We started by investigating whether the advantages of one-to-one tutoring can also apply to one-to-many instruction, and what costs might be incurred when this shift happens. There are numerous reasons why having multiple students instead of one interact with a robot at a time is favorable, including limitations of cost, time and space. I conducted a repeated interaction study where a single child or a group of three children interacted with these robots. Results show that although the individual interactions increased participants’ story recall abilities compared to the group condition, the emotional interpretation of the story seemed more dependent on the difficulty level rather than the study condition. These findings suggest that, despite the type of interaction, interactive narratives with multiple robots are a promising approach to foster children’s development of social-related skills (Leite et al., 2015a).

The number of people around a robot not only affects how the robot should behave, but also how it should perceive the environment.
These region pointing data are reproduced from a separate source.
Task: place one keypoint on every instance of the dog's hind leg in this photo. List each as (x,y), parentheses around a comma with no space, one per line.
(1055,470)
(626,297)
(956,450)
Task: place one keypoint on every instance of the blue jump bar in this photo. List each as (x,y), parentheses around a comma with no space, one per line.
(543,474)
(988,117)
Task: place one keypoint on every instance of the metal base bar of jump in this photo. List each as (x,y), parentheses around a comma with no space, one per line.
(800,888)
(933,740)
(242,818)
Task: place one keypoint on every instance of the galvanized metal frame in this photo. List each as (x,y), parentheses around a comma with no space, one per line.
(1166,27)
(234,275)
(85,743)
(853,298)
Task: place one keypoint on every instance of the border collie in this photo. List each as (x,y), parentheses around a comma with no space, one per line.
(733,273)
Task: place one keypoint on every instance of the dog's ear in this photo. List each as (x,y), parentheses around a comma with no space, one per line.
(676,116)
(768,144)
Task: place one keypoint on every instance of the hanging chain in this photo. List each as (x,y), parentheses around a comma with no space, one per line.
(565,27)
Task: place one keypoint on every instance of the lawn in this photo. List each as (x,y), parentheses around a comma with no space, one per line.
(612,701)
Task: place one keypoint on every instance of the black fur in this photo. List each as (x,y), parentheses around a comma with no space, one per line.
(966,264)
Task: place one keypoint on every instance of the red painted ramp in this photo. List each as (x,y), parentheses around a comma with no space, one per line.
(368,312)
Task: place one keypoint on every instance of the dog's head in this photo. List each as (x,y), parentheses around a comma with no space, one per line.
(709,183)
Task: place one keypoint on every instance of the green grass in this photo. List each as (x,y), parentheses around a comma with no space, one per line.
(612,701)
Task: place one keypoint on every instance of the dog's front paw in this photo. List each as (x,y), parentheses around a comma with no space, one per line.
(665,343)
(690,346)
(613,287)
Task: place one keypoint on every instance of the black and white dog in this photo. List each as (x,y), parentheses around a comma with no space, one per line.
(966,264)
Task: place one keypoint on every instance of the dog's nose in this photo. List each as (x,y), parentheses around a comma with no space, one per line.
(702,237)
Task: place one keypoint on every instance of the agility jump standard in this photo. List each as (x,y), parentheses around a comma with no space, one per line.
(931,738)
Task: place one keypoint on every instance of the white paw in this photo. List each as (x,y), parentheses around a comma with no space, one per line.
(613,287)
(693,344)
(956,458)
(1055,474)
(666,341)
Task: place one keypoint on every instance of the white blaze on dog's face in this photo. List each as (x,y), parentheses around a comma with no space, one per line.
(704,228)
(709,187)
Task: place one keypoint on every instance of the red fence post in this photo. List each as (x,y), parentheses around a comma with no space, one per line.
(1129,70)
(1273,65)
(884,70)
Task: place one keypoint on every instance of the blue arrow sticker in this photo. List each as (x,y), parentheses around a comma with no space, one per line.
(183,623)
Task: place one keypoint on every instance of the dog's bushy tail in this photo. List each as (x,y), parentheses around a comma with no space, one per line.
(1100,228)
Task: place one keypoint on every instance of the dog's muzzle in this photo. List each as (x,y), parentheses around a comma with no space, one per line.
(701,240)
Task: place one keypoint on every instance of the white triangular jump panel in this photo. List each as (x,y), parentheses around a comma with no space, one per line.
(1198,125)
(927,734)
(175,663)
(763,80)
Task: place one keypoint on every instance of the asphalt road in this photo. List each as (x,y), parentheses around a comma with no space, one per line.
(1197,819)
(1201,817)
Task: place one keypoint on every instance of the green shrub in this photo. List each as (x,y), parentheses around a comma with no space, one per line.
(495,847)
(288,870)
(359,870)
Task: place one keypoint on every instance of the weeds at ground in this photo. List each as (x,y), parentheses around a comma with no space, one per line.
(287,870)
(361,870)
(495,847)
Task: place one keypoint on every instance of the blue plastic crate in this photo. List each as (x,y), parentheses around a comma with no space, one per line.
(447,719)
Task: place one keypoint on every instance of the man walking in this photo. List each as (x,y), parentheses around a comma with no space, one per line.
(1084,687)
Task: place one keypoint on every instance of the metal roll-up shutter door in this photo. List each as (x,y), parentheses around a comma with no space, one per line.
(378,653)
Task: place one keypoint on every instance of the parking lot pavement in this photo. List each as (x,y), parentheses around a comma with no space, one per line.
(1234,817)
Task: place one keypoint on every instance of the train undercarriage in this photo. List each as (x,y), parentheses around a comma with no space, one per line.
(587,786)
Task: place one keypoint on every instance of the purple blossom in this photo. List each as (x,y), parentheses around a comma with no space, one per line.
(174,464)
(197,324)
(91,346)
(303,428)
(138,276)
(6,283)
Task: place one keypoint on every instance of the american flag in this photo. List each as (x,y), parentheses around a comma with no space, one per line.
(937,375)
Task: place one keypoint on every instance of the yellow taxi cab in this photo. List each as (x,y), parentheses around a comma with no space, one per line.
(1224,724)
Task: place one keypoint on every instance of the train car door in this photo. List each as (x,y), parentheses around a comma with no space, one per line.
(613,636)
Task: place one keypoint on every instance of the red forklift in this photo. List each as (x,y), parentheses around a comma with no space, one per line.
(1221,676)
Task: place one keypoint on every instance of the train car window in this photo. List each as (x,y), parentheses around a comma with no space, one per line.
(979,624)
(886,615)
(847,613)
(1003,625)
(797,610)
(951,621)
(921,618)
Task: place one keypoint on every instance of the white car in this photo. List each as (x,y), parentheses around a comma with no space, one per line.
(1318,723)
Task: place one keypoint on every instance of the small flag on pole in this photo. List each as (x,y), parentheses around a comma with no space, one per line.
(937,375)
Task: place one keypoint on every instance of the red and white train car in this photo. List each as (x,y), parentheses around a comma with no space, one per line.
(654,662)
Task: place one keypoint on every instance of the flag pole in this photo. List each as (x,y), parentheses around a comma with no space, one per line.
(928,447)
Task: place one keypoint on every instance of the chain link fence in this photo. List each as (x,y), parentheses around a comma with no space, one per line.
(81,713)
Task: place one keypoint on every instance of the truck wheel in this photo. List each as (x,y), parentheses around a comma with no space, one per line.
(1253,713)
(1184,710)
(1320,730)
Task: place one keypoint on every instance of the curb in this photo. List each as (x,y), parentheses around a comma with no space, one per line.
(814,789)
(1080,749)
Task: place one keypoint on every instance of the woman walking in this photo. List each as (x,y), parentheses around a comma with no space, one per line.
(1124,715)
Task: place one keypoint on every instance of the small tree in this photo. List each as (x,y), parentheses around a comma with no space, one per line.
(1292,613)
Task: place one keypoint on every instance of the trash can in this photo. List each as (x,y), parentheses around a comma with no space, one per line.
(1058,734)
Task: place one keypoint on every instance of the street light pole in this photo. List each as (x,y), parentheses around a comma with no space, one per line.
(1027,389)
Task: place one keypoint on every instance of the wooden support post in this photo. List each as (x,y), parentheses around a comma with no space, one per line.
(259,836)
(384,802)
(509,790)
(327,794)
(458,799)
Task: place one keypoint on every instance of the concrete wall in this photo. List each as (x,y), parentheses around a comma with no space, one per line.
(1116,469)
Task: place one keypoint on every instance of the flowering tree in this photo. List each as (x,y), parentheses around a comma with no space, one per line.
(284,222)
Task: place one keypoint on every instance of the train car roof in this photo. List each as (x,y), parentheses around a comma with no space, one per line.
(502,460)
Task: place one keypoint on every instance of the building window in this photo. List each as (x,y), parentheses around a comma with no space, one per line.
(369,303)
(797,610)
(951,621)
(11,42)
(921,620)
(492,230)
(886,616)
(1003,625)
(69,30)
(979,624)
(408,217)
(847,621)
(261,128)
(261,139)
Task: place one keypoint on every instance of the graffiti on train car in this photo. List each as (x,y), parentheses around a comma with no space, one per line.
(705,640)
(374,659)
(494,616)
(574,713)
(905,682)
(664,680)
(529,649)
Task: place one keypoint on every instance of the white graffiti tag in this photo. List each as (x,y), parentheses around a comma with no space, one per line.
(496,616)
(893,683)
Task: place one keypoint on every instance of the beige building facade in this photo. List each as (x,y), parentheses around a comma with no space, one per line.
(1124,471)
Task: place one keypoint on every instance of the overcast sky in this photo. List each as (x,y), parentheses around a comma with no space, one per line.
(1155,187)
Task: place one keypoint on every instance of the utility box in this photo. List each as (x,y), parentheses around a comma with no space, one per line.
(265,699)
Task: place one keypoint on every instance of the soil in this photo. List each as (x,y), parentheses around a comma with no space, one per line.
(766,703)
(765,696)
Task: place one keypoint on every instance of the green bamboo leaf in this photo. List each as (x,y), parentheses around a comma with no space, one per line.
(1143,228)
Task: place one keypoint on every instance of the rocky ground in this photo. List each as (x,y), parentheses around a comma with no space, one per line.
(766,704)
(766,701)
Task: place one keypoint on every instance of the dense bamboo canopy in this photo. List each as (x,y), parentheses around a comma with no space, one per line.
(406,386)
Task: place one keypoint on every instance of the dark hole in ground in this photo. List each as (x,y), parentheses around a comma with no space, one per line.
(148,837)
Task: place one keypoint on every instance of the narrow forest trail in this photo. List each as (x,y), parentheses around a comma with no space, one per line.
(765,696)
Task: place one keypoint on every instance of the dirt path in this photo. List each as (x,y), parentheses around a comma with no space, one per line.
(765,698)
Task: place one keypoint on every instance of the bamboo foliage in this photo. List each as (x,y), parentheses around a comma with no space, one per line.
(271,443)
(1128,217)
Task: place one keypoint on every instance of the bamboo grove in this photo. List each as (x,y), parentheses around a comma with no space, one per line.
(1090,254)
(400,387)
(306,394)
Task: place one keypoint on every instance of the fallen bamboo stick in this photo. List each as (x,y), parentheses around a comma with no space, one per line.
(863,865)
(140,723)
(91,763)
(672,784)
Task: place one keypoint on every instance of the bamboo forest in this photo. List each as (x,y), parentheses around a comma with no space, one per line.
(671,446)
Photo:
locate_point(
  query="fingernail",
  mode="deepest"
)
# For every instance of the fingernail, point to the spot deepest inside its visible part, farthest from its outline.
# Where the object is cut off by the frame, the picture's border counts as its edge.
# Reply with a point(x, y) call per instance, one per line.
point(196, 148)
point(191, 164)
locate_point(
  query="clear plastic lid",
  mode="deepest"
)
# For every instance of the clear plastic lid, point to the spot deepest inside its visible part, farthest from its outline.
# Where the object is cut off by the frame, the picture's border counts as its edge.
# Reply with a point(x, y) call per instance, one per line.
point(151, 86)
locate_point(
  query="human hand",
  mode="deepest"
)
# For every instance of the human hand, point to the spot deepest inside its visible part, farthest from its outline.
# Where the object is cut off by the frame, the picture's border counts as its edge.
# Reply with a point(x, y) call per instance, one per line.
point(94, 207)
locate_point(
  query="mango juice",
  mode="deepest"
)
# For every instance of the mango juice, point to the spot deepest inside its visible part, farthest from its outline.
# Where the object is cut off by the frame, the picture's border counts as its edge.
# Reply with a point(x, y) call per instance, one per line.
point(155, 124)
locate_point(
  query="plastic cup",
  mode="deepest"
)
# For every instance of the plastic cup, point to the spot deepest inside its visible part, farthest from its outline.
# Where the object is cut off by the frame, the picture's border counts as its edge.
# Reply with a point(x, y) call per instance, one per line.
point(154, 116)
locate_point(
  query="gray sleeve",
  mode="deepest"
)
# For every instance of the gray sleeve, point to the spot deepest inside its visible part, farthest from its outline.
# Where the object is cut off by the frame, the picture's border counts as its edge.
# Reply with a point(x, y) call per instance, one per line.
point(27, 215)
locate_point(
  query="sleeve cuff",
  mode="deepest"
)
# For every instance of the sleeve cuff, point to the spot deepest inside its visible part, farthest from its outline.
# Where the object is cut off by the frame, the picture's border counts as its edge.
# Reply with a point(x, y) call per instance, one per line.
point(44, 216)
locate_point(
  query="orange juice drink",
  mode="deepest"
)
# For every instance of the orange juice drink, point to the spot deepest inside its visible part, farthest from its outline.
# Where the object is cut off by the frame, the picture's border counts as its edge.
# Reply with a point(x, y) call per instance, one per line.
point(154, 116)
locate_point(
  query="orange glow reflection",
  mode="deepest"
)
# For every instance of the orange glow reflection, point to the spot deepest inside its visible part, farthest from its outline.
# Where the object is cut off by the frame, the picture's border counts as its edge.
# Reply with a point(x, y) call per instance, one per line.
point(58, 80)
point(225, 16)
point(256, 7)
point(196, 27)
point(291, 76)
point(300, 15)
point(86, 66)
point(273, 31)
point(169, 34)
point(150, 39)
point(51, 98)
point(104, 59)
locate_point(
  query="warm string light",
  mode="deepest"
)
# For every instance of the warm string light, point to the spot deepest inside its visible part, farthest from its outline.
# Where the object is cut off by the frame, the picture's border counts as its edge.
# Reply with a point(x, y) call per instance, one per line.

For this reason, most data-driven perceptual systems for social robots rely on data collected in the same context where future interactions are likely to occur. However, even in the same context, conditions may change (e.g., depending on the number of users around the robot). So far, little is known about how data-driven models perform when they are tested in a group size different than the one they were trained on, yet this feature is critical for some perception problems. The way the robot should interpret a glance to the side is different if the user is alone or in a group. I provided a first investigation into the effects of changing group size in data-driven perception models by analyzing how a machine learning based model trained with data collected from participants interacting alone with robots performs in test data collected from group interactions, and vice-versa. These experiments have been carried out in the context of predicting disengagement behaviors in children interacting with social robots. My results showed that a model trained with group data generalizes better to individual participants than the other way around. The mixed model combining data from individual and group interactions is a good compromise, but it does not achieve the performance levels of the models trained for a specific type of interaction (Leite et al., 2015b).